Гусев присел на корточки, отыскал на бедре у Валюшка желтое пятнышко хвостовика-стабилизатора, осторожно потянул за него и вытащил иглу.
– Одна из трех, – сказал он. – Надо было ниже брать. Парта дурацкая помешала. Ничего, Леша, потерпи. Так надо, сам понимаешь.
Валюшок страдальчески всхлипнул. За месяц тренировок ему, как положено, рассказали про выбраковку все, что можно. Но фирменный гусевский приемчик в стандартный набор не входил. Более того, никто о нем и не знал, кроме шефа и тех, кто вместе с Гусевым работал. Случись Гусеву или его ведомым проболтаться, Агентство устроило бы своему эксцентричному ветерану настоящий остракизм. Скорее всего другие ведущие и командиры групп не без основания сочли бы Гусева законченным подонком.
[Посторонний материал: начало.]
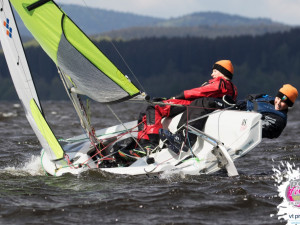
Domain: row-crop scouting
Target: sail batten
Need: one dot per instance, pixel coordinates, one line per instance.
(92, 72)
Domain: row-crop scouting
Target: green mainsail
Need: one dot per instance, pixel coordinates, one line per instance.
(90, 70)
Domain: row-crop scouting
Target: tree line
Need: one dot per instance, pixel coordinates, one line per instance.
(166, 66)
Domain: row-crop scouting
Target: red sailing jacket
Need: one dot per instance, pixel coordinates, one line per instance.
(215, 88)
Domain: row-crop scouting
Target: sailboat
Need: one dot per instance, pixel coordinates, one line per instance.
(86, 71)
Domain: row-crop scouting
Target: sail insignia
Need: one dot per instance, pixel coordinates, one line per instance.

Не говоря уже о том, что никакой педагогикой здесь и не пахло, а вот психопатия цвела махровым цветом. Учить ведомого жизни, стреляя в него, значит навсегда поселить в душе человека ту самую боязнь пополам с ненавистью, о которой Гусев только что распинался. Правда, направлена была бы эта сильная эмоция не против окружающего мира, а против самого ведущего.
Но Гусев считал иначе.
– Вот теперь, – сказал он, доставая шприц с антидотом, – ты знаешь, коллега, что тебе предстоит делать с людьми. Со всяким отребьем, с нравственными уродами, с врагами общества и лично твоими врагами. Но все-таки с людьми, способными кое-что чувствовать. Ты будешь направо и налево раздавать боль. Жуткую боль. Невыносимую.
Он ввел парализованному лекарство и широко улыбнулся.
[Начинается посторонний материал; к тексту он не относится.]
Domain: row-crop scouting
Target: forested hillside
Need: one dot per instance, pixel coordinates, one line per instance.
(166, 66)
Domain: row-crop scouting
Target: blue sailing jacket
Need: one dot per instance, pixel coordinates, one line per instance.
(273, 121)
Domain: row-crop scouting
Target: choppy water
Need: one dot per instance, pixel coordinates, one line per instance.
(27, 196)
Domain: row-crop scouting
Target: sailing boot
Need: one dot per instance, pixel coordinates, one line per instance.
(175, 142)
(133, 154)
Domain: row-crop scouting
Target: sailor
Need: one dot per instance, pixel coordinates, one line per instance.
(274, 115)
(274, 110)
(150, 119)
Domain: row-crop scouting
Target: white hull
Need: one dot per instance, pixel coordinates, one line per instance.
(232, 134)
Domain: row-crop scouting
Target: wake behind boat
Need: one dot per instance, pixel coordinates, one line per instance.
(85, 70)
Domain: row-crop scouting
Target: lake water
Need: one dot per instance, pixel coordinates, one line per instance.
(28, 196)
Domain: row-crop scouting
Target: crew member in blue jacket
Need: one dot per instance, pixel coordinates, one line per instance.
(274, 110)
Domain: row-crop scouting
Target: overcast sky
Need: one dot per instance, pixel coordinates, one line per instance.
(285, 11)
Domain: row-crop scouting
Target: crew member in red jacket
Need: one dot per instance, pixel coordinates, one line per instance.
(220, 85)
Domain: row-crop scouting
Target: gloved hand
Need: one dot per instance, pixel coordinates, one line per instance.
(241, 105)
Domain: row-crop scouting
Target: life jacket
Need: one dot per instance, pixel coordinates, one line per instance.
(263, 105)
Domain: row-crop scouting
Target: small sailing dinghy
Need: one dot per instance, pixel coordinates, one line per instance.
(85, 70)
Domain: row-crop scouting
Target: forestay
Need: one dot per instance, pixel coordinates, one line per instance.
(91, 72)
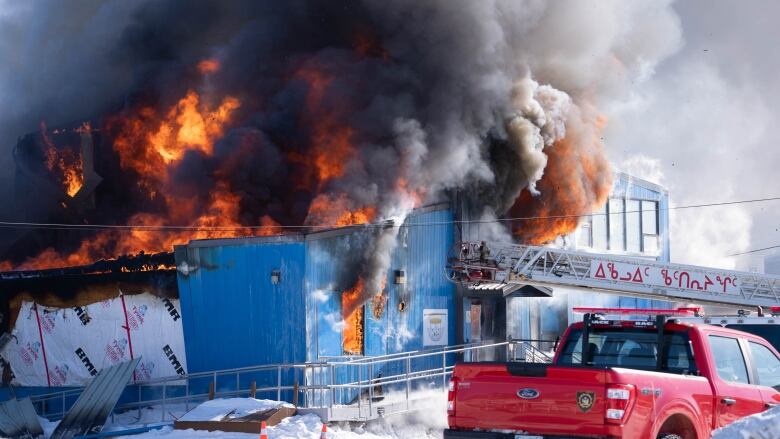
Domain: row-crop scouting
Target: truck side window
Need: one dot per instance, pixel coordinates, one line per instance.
(729, 360)
(767, 364)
– Сейчас отпустит, – пообещал он. – И если ты к этому моменту не передумаешь, то милости просим в наше скромное Агентство социальной безопасности. Знаешь, как меня на днях один милиционер обозвал? «Вождь палачей», вот как. А я, дурак, все думал, что последний из могикан.
Патруль им достался самый «урожайный» – с восемнадцати до двух ночи, это Гусев нарочно попросил. Валюшок явился на инструктаж в положенное время, был тих, скромен и по сторонам лишний раз не оглядывался. Хотя посмотреть было на что – сегодня по центру города заступала группа Мышкина и еще четыре тройки, одна другой колоритнее. И все сидящие в классе, разумеется, нет-нет да бросали взгляд на новичка. Без комментариев вслух, но с откровенной тоской. Внешность и манеры новоиспеченного выбраковщика для ветеранов свидетельствовали об одном – АСБ вырождается. Сегодня в классе собрались матерые волки, этакие шерифы без страха и упрека, привыкшие к тому, что они – персонифицированный Закон. Люди, безоговорочно уверенные в том, что, если бы не их желание до последнего вздоха служить обществу, мир бы точно рухнул.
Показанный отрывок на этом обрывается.